Thursday, May 11, 2006
After a week of listening to many Republicans demonstrate embarrassingly low levels of economic literacy in a futile attempt to score a few political points on high gas prices, I tuned in to C-SPAN last night and was reminded once again that, when it comes to ill-informed economic demagoguery, nobody does it better than the Democrats.
You haven't seen half of it, Chad. Get a load of S.F. No. 3799, a bill to punish "grossly excessive prices" for gasoline. Who gets to decide what "grossly exceeds"? The Commissioner of Commerce, but s/he is required to look at the price at which gasoline is sold currently by others and "the average price at which motor vehicle fuel was sold in this state in the 21-day period immediately preceding a sale of the gasoline." This is introduced by Steve Murphy, the Senate majority whip and head of the transportation committee. (h/t for this one goes to Larry Schumacher.)
What fresh hell is this? We already have rules that do not permit prices to fall very fast when market conditions change, so as not to infuriate the gods of minimum prices. Now we are going to cap the maximum price too? Do you people like lines at the gas pumps?

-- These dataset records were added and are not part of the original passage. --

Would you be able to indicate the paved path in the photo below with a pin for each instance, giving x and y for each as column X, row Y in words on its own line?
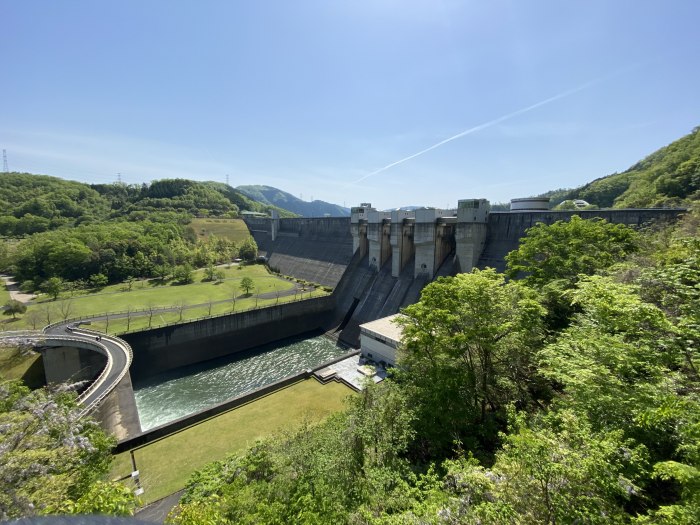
column 117, row 351
column 157, row 511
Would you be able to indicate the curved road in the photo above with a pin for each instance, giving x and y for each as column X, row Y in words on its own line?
column 117, row 351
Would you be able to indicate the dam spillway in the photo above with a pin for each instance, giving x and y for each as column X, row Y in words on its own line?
column 177, row 393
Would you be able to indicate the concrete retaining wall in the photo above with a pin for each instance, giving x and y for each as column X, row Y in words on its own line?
column 174, row 346
column 184, row 422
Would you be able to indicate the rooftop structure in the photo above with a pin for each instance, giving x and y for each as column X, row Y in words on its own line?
column 379, row 339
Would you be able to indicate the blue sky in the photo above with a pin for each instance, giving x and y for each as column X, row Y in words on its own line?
column 331, row 100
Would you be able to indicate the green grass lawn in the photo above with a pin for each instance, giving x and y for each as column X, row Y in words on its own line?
column 145, row 295
column 231, row 229
column 4, row 294
column 25, row 365
column 166, row 465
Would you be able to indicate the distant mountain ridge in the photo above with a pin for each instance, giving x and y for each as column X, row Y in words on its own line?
column 669, row 177
column 276, row 197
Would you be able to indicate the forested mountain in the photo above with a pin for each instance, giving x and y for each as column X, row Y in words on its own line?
column 569, row 396
column 669, row 177
column 273, row 196
column 37, row 203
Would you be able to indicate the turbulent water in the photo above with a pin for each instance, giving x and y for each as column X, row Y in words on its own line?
column 177, row 393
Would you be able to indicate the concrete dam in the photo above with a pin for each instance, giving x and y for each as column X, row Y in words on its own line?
column 378, row 262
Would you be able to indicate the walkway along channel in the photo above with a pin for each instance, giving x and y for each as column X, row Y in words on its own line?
column 58, row 335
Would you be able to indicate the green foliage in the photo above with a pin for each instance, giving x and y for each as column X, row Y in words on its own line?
column 51, row 458
column 35, row 203
column 566, row 249
column 248, row 250
column 555, row 470
column 53, row 286
column 247, row 284
column 467, row 350
column 183, row 274
column 280, row 199
column 13, row 307
column 669, row 177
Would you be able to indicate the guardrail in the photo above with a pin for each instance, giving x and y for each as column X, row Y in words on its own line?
column 169, row 309
column 91, row 338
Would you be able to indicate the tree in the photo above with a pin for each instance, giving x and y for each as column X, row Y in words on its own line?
column 467, row 351
column 66, row 308
column 557, row 470
column 50, row 455
column 209, row 272
column 564, row 250
column 14, row 307
column 162, row 271
column 53, row 287
column 180, row 308
column 248, row 249
column 247, row 285
column 98, row 280
column 33, row 317
column 183, row 274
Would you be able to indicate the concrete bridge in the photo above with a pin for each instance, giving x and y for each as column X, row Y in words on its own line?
column 76, row 354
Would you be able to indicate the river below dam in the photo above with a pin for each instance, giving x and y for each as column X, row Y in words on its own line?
column 177, row 393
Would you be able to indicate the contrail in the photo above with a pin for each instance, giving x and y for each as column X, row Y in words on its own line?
column 485, row 125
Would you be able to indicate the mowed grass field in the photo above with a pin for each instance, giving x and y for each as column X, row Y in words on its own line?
column 4, row 294
column 166, row 465
column 16, row 363
column 152, row 295
column 231, row 229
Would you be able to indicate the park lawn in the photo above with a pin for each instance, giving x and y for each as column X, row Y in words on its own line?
column 149, row 294
column 4, row 294
column 231, row 229
column 166, row 465
column 18, row 364
column 140, row 320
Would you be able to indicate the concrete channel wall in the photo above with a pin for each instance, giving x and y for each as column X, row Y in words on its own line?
column 182, row 423
column 174, row 346
column 505, row 229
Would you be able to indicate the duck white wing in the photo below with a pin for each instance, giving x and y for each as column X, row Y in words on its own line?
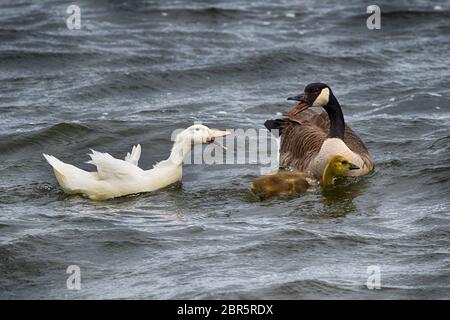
column 134, row 156
column 110, row 168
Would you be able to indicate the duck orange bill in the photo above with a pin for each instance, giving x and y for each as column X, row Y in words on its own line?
column 299, row 108
column 215, row 134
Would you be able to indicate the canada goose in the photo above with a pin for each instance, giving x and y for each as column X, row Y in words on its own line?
column 115, row 177
column 289, row 182
column 310, row 139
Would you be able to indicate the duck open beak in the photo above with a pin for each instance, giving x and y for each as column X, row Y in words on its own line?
column 302, row 105
column 353, row 167
column 213, row 134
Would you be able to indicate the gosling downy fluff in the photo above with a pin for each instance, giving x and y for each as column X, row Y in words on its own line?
column 291, row 182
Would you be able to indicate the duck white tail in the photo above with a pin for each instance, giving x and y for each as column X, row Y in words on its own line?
column 134, row 156
column 69, row 177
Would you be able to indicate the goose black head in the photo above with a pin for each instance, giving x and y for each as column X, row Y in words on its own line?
column 316, row 95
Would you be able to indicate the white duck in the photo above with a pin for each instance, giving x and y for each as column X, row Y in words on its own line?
column 115, row 177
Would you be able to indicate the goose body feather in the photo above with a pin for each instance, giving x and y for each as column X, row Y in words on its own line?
column 305, row 145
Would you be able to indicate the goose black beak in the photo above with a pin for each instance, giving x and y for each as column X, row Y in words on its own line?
column 353, row 167
column 301, row 106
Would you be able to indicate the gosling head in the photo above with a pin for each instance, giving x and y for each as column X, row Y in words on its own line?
column 337, row 166
column 340, row 166
column 316, row 95
column 199, row 134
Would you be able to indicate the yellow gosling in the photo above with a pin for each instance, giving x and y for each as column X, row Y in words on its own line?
column 290, row 182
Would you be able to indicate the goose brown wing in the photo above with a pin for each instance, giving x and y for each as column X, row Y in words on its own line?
column 304, row 134
column 302, row 139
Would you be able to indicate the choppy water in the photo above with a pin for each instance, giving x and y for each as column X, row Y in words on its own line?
column 137, row 70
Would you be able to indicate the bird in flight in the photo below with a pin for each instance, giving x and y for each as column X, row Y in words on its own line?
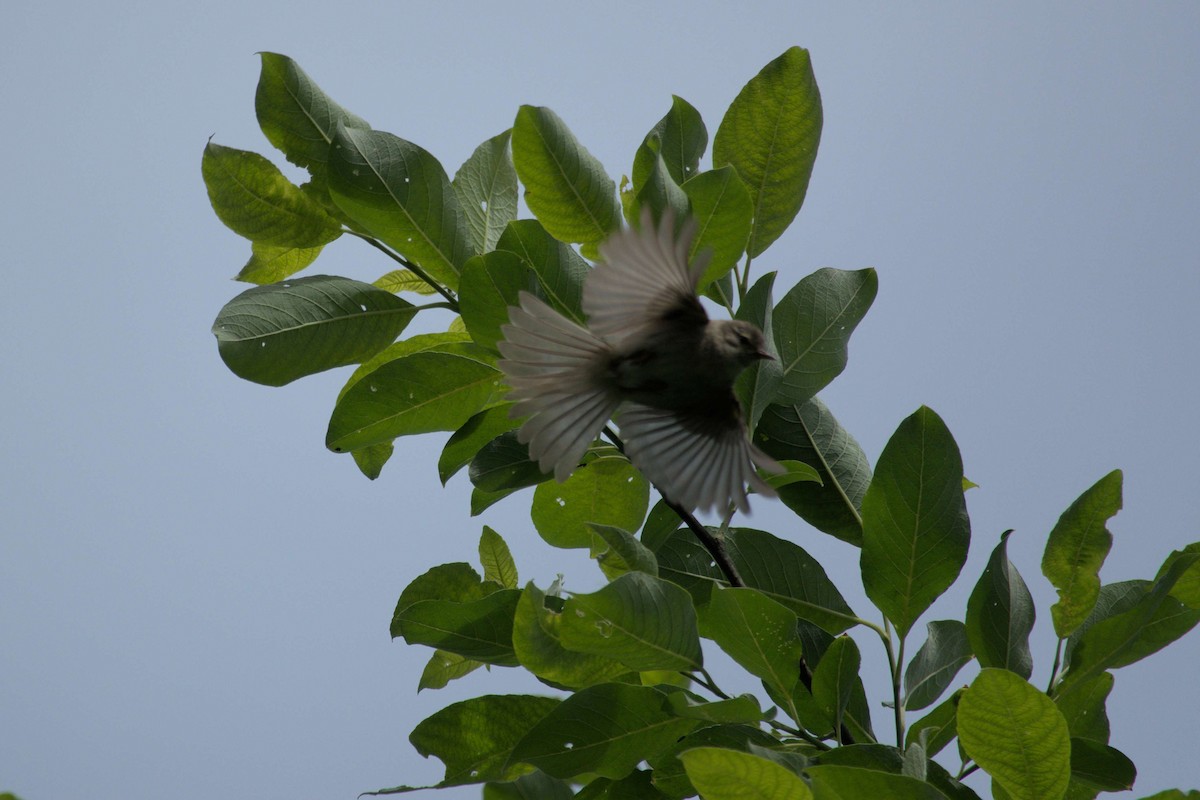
column 649, row 358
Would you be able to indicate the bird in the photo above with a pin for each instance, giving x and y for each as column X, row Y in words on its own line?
column 651, row 359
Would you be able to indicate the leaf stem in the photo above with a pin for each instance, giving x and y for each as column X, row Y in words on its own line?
column 408, row 265
column 1054, row 671
column 894, row 669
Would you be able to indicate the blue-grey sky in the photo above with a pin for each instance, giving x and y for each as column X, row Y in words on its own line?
column 195, row 594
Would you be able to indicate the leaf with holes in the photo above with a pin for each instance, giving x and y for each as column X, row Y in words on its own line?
column 275, row 334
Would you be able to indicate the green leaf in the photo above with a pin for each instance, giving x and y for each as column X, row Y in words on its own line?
column 720, row 774
column 253, row 199
column 1187, row 588
column 559, row 270
column 757, row 384
column 1085, row 709
column 403, row 281
column 371, row 459
column 480, row 630
column 490, row 284
column 443, row 667
column 457, row 582
column 771, row 134
column 669, row 771
column 474, row 738
column 295, row 115
column 1017, row 734
column 1153, row 623
column 1101, row 767
column 605, row 491
column 679, row 139
column 486, row 186
column 834, row 679
column 1000, row 615
column 605, row 729
column 503, row 465
column 660, row 193
column 1077, row 549
column 810, row 434
column 837, row 781
column 624, row 553
column 941, row 725
column 793, row 473
column 533, row 786
column 660, row 523
column 813, row 325
column 400, row 193
column 415, row 394
column 789, row 575
column 465, row 443
column 916, row 530
column 720, row 205
column 1114, row 599
column 759, row 633
column 939, row 660
column 275, row 334
column 497, row 559
column 270, row 264
column 537, row 642
column 741, row 709
column 567, row 188
column 639, row 620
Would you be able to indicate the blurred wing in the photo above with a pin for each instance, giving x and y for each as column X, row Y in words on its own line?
column 695, row 462
column 555, row 370
column 643, row 278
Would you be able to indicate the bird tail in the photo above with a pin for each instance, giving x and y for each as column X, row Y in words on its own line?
column 556, row 373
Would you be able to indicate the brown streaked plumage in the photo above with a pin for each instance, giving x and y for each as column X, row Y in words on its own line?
column 651, row 356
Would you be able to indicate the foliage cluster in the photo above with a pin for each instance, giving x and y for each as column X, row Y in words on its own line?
column 634, row 713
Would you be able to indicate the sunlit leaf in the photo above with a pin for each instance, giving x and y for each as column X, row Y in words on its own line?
column 811, row 434
column 939, row 660
column 275, row 334
column 1017, row 734
column 679, row 139
column 771, row 134
column 497, row 559
column 606, row 492
column 567, row 187
column 757, row 385
column 834, row 679
column 270, row 264
column 537, row 642
column 813, row 325
column 915, row 519
column 479, row 630
column 401, row 194
column 415, row 394
column 253, row 199
column 1000, row 615
column 465, row 443
column 474, row 738
column 295, row 115
column 720, row 774
column 1077, row 549
column 486, row 186
column 757, row 632
column 639, row 620
column 606, row 729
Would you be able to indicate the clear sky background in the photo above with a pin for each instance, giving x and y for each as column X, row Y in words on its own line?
column 195, row 595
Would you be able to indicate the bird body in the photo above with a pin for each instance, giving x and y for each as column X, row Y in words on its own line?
column 651, row 356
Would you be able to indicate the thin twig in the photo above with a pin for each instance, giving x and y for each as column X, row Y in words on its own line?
column 408, row 265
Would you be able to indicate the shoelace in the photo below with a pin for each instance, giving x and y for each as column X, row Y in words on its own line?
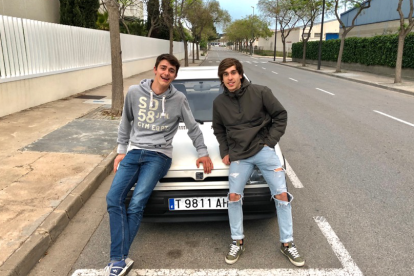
column 234, row 249
column 294, row 252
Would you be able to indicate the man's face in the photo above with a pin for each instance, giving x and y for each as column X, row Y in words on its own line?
column 232, row 78
column 165, row 73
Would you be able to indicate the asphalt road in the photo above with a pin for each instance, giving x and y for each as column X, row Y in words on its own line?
column 353, row 216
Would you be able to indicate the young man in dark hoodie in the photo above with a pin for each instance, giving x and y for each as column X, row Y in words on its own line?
column 248, row 122
column 150, row 119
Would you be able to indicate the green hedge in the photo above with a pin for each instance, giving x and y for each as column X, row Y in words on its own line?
column 377, row 50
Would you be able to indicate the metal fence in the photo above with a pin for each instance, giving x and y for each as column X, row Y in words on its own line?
column 30, row 48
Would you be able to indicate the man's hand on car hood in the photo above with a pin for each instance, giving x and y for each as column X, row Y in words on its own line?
column 207, row 164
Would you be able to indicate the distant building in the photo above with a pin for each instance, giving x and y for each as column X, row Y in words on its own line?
column 41, row 10
column 330, row 29
column 380, row 19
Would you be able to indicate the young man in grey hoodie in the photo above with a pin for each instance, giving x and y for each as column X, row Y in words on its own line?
column 150, row 119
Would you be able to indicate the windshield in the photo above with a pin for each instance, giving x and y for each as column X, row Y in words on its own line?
column 200, row 95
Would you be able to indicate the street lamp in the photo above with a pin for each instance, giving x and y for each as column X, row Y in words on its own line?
column 320, row 39
column 253, row 31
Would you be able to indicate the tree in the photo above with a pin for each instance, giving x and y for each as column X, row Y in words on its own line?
column 202, row 17
column 90, row 13
column 116, row 57
column 237, row 32
column 256, row 28
column 183, row 6
column 358, row 4
column 154, row 18
column 284, row 11
column 81, row 13
column 123, row 6
column 404, row 30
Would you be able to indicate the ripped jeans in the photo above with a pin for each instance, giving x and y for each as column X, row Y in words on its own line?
column 269, row 164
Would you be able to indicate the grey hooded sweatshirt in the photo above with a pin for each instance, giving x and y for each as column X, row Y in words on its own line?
column 150, row 121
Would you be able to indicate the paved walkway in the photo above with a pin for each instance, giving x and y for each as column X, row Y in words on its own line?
column 55, row 155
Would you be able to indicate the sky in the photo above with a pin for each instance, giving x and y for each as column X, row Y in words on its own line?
column 242, row 8
column 239, row 8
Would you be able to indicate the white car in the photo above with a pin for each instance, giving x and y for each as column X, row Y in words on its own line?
column 186, row 193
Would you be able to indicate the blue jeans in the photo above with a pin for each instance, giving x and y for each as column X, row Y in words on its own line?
column 270, row 166
column 145, row 168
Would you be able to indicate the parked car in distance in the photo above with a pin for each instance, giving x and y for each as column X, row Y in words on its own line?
column 186, row 193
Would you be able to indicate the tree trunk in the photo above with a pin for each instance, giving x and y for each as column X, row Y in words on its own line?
column 185, row 53
column 341, row 51
column 171, row 39
column 116, row 58
column 305, row 42
column 193, row 53
column 398, row 65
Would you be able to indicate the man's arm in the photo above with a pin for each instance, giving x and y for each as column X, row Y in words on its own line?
column 220, row 133
column 196, row 136
column 124, row 131
column 279, row 117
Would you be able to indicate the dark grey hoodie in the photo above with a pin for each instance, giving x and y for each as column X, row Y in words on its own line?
column 150, row 121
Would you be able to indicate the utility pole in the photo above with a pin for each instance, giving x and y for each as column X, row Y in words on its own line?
column 320, row 39
column 253, row 31
column 277, row 11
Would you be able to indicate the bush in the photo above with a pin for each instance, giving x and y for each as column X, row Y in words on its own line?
column 377, row 50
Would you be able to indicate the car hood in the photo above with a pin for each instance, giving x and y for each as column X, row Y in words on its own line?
column 185, row 154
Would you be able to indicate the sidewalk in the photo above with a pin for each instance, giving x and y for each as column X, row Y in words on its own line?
column 54, row 156
column 386, row 82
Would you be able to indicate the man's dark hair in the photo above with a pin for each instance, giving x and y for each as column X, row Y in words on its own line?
column 227, row 63
column 171, row 59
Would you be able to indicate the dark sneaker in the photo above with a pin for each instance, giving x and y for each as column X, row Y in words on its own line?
column 120, row 268
column 236, row 249
column 291, row 252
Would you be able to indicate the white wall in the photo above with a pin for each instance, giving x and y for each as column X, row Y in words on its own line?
column 42, row 62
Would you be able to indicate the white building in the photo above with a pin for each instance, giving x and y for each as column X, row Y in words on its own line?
column 330, row 28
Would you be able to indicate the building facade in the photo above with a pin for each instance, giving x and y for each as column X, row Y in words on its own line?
column 329, row 27
column 381, row 18
column 40, row 10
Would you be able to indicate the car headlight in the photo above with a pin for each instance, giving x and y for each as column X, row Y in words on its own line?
column 256, row 177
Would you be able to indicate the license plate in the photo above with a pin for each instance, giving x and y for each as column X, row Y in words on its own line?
column 197, row 203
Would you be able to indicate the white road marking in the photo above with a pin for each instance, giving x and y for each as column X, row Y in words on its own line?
column 293, row 177
column 338, row 248
column 325, row 91
column 349, row 267
column 399, row 120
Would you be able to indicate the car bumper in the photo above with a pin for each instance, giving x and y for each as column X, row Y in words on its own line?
column 257, row 204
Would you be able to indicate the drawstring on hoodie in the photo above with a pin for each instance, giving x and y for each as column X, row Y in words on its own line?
column 151, row 99
column 163, row 107
column 152, row 103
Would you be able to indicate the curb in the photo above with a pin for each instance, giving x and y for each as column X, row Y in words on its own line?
column 350, row 79
column 22, row 261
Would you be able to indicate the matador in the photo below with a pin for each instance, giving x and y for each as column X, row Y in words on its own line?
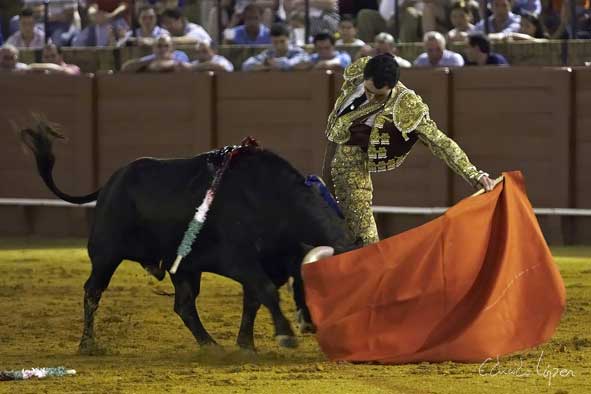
column 375, row 122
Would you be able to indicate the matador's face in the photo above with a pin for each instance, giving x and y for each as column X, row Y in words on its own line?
column 373, row 93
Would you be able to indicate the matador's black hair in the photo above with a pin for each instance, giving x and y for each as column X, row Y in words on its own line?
column 383, row 70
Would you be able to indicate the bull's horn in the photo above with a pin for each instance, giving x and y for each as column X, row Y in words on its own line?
column 318, row 253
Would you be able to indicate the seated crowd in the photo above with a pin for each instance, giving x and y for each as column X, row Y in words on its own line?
column 161, row 25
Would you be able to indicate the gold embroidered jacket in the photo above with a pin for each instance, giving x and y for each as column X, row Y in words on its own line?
column 404, row 112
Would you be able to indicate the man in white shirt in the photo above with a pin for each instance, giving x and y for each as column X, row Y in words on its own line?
column 208, row 60
column 436, row 55
column 372, row 22
column 27, row 36
column 183, row 32
column 9, row 59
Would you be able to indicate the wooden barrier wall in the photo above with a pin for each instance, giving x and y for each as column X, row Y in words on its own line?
column 521, row 53
column 516, row 119
column 285, row 112
column 64, row 100
column 530, row 119
column 163, row 115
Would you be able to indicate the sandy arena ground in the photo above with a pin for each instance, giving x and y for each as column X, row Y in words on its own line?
column 145, row 348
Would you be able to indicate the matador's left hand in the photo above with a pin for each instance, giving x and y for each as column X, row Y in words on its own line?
column 487, row 183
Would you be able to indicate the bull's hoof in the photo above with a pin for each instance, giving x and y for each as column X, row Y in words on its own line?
column 156, row 271
column 305, row 326
column 246, row 345
column 88, row 347
column 287, row 341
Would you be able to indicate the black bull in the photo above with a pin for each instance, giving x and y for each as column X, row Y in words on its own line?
column 261, row 220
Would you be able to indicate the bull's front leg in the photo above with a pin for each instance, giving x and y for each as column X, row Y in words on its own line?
column 304, row 320
column 186, row 291
column 250, row 307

Of course Senate candidate Mark Kennedy is still deciding that sops to corn growers aren't the thing holding up gas prices, though Ben Muse offers one reason why reducing tariffs on Brazilian ethanol might not help increase supply as fast as we'd like. Mark Thoma asks the right question: Why is the market price suboptimal? Not why it is high -- high is good if oil is relatively scarce -- but why the price is wrong.